Accueil > La compagnie > Son projet

[François Cervantes]

Auteur, metteur en scène et acteur, j’ai créé en 1986 la compagnie L’entreprise, avec le souhait de chercher un langage qui puisse raconter le monde d’aujourd’hui, traverser les frontières sans être arrêté par des références culturelles, et s’adresser directement aux spectateurs. L’écriture a toujours été la colonne vertébrale de mon travail, elle préexiste au théâtre, et c’est à travers elle que je l’aborde.
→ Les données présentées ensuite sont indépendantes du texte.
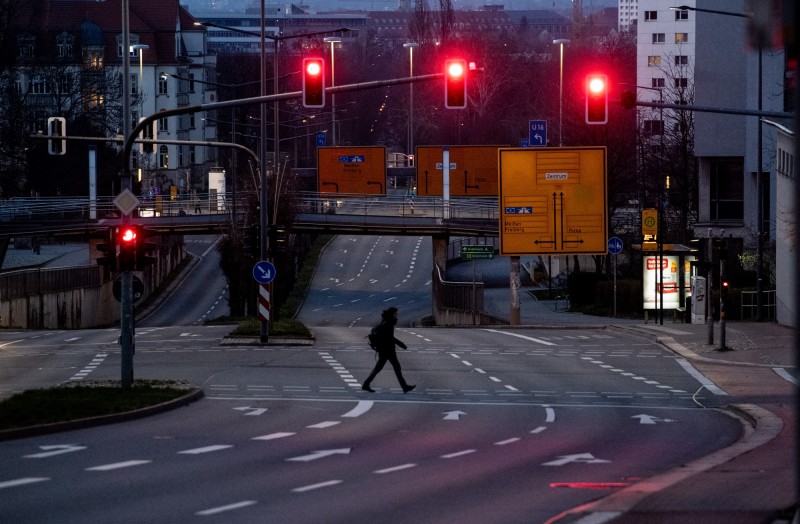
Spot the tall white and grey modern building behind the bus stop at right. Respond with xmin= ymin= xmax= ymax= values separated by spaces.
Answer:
xmin=636 ymin=0 xmax=792 ymax=324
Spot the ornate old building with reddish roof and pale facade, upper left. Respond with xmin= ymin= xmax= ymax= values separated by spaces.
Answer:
xmin=9 ymin=0 xmax=216 ymax=195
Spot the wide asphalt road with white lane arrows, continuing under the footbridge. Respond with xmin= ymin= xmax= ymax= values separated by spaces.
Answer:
xmin=0 ymin=236 xmax=742 ymax=523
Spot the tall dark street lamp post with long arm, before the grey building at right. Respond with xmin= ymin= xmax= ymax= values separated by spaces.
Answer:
xmin=670 ymin=5 xmax=764 ymax=322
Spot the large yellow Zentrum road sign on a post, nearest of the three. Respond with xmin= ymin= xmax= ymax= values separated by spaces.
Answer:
xmin=499 ymin=147 xmax=608 ymax=255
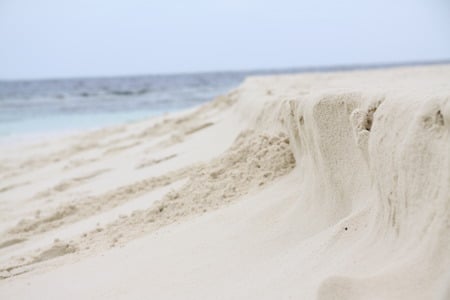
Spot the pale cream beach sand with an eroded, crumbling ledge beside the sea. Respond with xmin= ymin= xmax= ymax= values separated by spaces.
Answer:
xmin=0 ymin=65 xmax=450 ymax=300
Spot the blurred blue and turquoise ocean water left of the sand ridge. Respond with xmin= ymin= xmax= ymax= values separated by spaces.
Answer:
xmin=0 ymin=72 xmax=249 ymax=139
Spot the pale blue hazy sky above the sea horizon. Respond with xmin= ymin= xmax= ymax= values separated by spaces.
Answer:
xmin=0 ymin=0 xmax=450 ymax=80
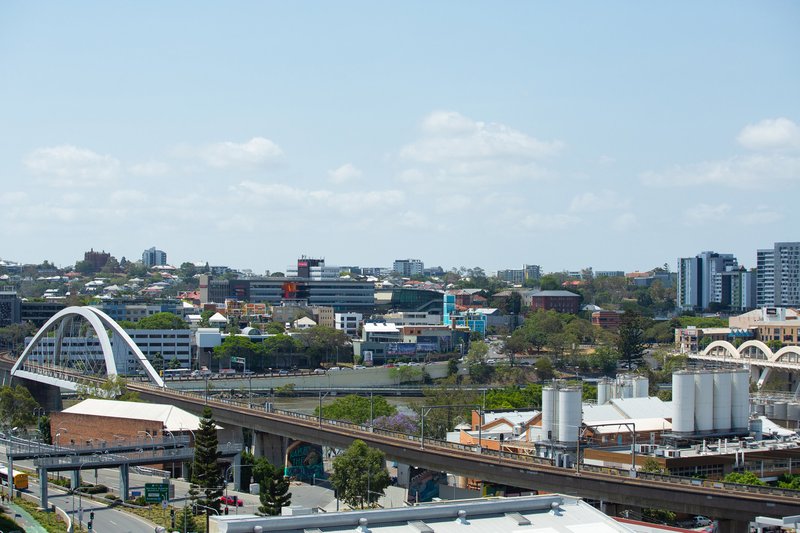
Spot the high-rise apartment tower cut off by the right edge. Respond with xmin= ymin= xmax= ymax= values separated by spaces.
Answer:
xmin=756 ymin=242 xmax=800 ymax=307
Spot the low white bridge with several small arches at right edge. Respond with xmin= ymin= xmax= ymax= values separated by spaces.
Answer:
xmin=689 ymin=340 xmax=800 ymax=388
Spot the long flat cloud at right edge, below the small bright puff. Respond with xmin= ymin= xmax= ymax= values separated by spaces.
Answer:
xmin=642 ymin=154 xmax=800 ymax=189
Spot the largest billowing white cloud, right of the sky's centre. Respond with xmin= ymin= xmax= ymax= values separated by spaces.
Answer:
xmin=399 ymin=111 xmax=563 ymax=187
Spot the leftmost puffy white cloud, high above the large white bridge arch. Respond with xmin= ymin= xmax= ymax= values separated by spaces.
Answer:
xmin=23 ymin=144 xmax=120 ymax=187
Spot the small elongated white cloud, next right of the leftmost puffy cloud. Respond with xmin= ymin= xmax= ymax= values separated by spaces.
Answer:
xmin=174 ymin=137 xmax=283 ymax=169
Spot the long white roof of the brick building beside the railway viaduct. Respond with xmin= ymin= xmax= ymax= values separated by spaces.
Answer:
xmin=62 ymin=398 xmax=209 ymax=431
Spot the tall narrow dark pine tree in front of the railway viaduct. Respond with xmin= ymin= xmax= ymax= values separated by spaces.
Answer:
xmin=192 ymin=406 xmax=222 ymax=511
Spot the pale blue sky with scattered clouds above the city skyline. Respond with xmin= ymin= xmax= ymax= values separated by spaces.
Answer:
xmin=0 ymin=0 xmax=800 ymax=272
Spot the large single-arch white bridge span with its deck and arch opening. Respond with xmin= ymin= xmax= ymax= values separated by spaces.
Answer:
xmin=11 ymin=306 xmax=164 ymax=390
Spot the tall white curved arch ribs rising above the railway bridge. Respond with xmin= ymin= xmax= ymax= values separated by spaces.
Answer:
xmin=11 ymin=306 xmax=164 ymax=387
Si j’ai ressenti la nécessité de créer une compagnie, c’était pour entreprendre une recherche sur les déchirures et les liens entre le corps et le verbe, entre tradition et création.

Je suis convaincu que c’est la pensée d’un acteur qui met son corps en mouvement, que sa voix est le lieu secret de passage entre sa pensée et son corps, entre l’ordre du dedans et l’ordre du dehors, et que la qualité de présence d’un acteur traverse les cultures et construit une relation directe avec le spectateur. Quand pensée et corps se touchent, utopie et corps social se touchent un instant. Au fil des années, j’ai donné plus de responsabilités aux acteurs, car au théâtre, c’est la soirée qui est une œuvre, et l’acteur en est le maître de cérémonie.

Cette recherche a provoqué des confrontations avec des arts voisins : poésie, littérature, musique, art du clown, arts du cirque, art du masque ou art de la marionnette.

En découvrant des arts plus anciens que le théâtre, j’ai découvert des sociétés traditionnelles (Inde, Indonésie, Japon, Comores…) qui m’ont fait comprendre des articulations entre art et rituel, et qui m’ont posé violemment une question : quelle est la place de l’art dans notre vie ? Ces rencontres ont marqué les créations de la compagnie. Elles m’ont fait aller vers l’origine du théâtre d’une part, et vers une écriture contemporaine d’autre part, directement en prise avec le réel, cherchant le frottement entre réel et imaginaire.

Depuis 1986, une vingtaine de créations ont donné lieu à plus de deux mille représentations (France, Europe, Canada, Etats-unis, Afrique, Inde, Bangladesh, Pakistan, Indonésie, Océan Indien), dans des villages comme dans de grandes scènes nationales ou de grands théâtres et festivals étrangers.

En 2004, la compagnie s’est implantée à la Friche la Belle de Mai, pour y développer un projet de permanence : la constitution d’une troupe, d’un répertoire, et la construction d’une relation longue et régulière avec le public, pour que le spectateur se sente partie prenante de l’aventure d’une troupe dans sa région.
Entre 2004 et 2014, la compagnie a concilié une vie sédentaire à Marseille et une vie intense en tournée [120 représentations en moyenne par an], mêlant recherche, création, diffusion, formation initiale et professionnelle, transmission. Pendant ces dix années, nous avons construit un répertoire de 15 créations. Plus de 30 000 spectateurs ont été accueillis à la Friche la Belle de Mai pour les découvrir.

Durant cette période, j’ai ouvert un atelier permanent pour les comédiens professionnels, en dehors de toute chapelle, pour partager mes interrogations sur l’art de l’acteur. Une centaine d’acteurs sont entrés dans cet atelier, ouvert à d’autres disciplines artistiques puisque le théâtre en est un carrefour.

Parallèlement, nous avons créé en 2006 les Editions Maison qui témoignent de la recherche pour tenter de marier la chair et le verbe. Elles ont à ce jour édité neuf ouvrages ouvrages dont Le Clown Arletti, vingt ans de ravissement en co-édition avec Magellan&Cie.

La permanence a changé le langage artistique, les relations entre les œuvres et le public.